You might have been told you are suffering from “delusions” or that you are “mentally ill”. You might have been told that you have a “psychiatric disorder”. You may have attempted to communicate the details of appalling crimes to coercive psychiatric staff who were only too willing to indoctrinate you into the coercive psychiatric cult and make you imagine that “those things never happened” … until now. Let me reveal this book to you. You will know if it applies to your history. It is very well written but can be disturbing so I recommend that former victims only read it if you are already working with a good therapist and/or know that you have the correct support. So here it is …

Dark Dreams: A Legendary FBI Profiler Examines Homicide and the Criminal Mind, by Roy Hazelwood and Stephen G. Michaud, 2010.

Click for Amazon page.

You might have been told that the things you suspect or know you were subjected to can’t happen. You might have simply been exhibiting symptoms of severe trauma that were so intense that it was difficult to describe accurately exactly what has caused the trauma. But as in most cases you were aware you needed help with finding out the details of some despicable crime that you are not yet fully aware of. This book blows the lid on well known details of various crimes as well as the behaviour of the perpetrators. It is also well known in psychology what the responses of a victim can be to these kind of crimes. Coercive forms of psychiatry are at the very least grossly ignorant of the reality of crimes recorded by law enforcement. At worst they can be working in cahoots with the perpetrators to cover up sadistic crimes that leave victims in need of support.

I find it profoundly shocking how the reality of these kind of acts that leave victims traumatised departs from the veritable virtual reality that coercive psychiatry creates.

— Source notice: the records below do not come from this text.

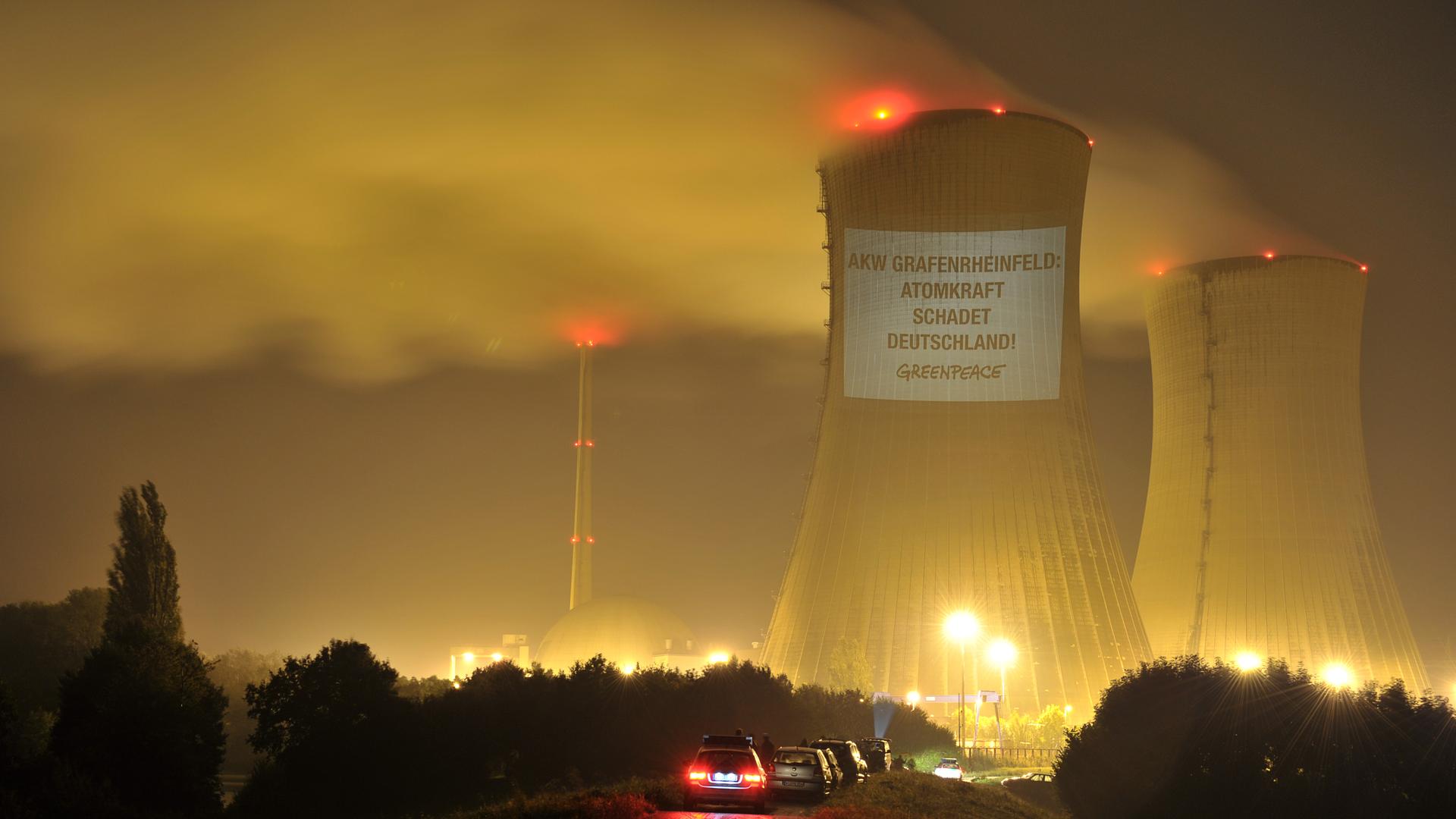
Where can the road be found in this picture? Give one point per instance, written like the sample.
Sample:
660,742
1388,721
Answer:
775,809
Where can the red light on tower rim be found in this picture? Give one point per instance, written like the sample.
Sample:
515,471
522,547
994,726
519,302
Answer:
877,110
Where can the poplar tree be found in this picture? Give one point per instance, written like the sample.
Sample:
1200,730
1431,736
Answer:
140,719
143,576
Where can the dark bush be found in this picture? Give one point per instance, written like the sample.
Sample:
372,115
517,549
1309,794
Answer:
143,720
340,741
1184,738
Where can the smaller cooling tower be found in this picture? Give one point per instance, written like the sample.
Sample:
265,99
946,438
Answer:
1260,534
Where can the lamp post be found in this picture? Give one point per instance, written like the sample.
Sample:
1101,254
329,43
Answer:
962,629
1002,653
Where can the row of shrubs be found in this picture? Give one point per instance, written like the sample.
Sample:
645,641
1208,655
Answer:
337,739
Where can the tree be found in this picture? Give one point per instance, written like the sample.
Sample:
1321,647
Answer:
145,719
849,668
234,672
1184,738
421,689
142,719
41,642
334,733
143,576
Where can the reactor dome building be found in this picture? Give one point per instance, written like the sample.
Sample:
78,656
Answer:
1260,535
956,468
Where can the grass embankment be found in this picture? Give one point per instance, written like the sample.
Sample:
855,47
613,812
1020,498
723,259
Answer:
910,796
631,799
886,796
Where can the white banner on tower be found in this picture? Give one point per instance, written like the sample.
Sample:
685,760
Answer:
954,316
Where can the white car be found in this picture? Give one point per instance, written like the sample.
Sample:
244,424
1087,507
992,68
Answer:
949,768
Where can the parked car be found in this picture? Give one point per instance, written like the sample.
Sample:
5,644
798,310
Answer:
877,754
800,770
726,771
846,754
948,768
1037,789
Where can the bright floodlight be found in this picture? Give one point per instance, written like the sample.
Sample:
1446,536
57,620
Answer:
1002,653
1337,675
1248,662
962,627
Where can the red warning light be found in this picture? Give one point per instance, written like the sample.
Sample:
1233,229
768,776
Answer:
877,110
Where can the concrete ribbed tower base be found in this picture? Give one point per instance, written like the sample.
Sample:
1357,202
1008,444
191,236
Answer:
1260,532
935,497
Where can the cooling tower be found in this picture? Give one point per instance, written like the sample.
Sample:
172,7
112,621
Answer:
954,465
1260,534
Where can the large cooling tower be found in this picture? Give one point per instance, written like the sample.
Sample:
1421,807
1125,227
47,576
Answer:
1260,534
954,465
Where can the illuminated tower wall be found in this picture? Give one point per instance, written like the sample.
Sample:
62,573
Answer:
954,465
1260,534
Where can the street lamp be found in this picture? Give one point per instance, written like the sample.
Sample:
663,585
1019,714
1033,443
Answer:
1337,675
962,629
1001,653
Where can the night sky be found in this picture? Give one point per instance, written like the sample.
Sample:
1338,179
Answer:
313,268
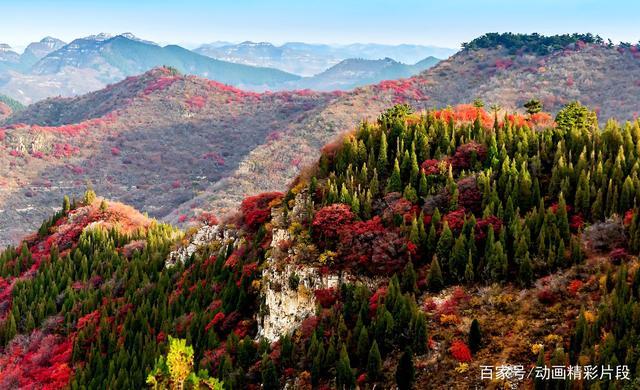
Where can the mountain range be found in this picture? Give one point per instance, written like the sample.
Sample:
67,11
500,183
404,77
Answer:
311,59
175,145
52,68
416,249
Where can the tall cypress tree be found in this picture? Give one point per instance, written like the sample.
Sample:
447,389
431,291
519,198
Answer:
345,379
374,362
382,154
394,184
405,372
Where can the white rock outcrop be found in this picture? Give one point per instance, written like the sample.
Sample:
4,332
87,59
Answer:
205,235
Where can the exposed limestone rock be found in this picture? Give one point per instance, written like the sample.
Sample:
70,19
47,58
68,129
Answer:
289,298
205,235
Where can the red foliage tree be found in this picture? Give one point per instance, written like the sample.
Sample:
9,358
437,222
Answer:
330,220
373,248
460,351
256,210
467,153
326,297
455,219
431,167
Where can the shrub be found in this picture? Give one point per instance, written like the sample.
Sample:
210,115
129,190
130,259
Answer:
257,209
326,297
330,220
460,351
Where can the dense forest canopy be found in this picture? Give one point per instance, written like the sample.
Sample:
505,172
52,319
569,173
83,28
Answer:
532,43
422,203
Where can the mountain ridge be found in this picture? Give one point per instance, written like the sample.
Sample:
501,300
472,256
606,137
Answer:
599,77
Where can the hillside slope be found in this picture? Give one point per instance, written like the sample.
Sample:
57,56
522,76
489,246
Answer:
416,250
291,127
90,63
351,73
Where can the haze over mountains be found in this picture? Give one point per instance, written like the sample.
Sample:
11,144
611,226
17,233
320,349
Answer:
311,59
52,68
174,145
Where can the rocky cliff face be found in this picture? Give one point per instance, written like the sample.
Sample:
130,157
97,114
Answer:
288,293
203,236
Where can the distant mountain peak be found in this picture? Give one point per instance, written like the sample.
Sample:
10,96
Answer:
133,37
99,37
251,43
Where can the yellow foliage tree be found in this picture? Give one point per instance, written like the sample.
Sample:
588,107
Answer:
175,372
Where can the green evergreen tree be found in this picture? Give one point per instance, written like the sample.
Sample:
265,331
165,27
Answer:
435,282
445,244
394,184
345,379
409,279
475,336
405,372
374,362
382,154
268,372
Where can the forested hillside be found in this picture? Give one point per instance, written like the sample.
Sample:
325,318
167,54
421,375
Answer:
418,248
120,134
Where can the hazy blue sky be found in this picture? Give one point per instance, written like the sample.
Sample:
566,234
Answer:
444,23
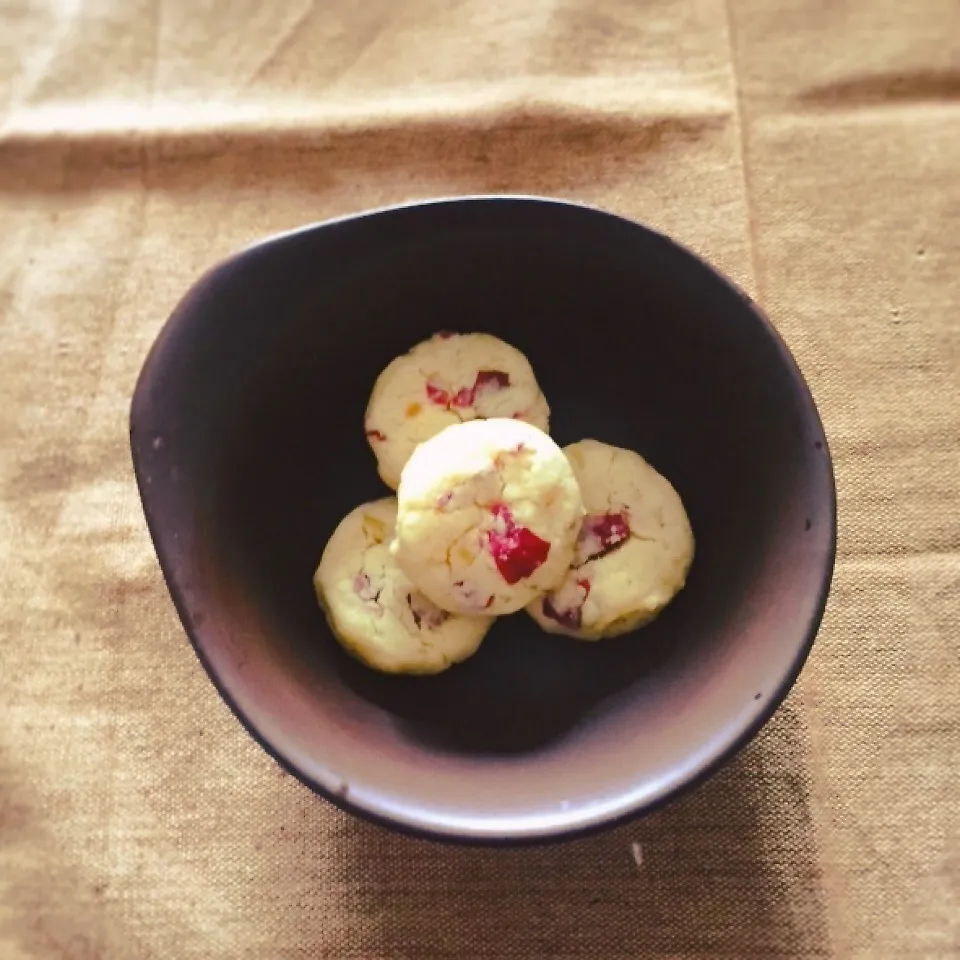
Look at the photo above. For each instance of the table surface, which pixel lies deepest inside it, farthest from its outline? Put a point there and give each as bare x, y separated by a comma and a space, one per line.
810, 149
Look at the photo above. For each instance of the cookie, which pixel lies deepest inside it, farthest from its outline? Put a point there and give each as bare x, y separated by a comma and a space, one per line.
375, 611
633, 552
448, 379
488, 516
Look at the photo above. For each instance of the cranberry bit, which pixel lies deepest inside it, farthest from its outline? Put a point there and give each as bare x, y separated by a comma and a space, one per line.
517, 551
486, 381
601, 534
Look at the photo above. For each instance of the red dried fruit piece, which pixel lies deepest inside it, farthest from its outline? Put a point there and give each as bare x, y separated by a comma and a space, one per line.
517, 551
486, 380
601, 534
467, 396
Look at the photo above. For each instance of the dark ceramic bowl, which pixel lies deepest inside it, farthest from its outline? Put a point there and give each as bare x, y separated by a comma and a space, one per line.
248, 444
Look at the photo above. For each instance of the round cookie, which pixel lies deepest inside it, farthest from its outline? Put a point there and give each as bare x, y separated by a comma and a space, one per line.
450, 378
633, 552
374, 610
488, 515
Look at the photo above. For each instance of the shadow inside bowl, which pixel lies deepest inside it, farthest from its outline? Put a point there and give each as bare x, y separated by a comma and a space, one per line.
247, 432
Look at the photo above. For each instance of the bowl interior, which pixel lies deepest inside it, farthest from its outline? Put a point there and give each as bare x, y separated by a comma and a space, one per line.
249, 447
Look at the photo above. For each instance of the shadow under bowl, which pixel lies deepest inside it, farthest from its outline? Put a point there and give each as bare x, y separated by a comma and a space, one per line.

In their world “mental illness” drops out the sky one day, or worse, they admit that abuses might have caused trauma but fail to actually address the causative factors by (for example) helping victims to engage with law enforcement and/or reassure them that the crimes were not unique to them and in fact books, such as the one above, exist. This extraordinary book may as well have been beamed in from another world when it comes to the world of coercive psychiatry.

Coercive psychiatry has rejected its responsibility to protect society from these kind of crimes by properly helping victims.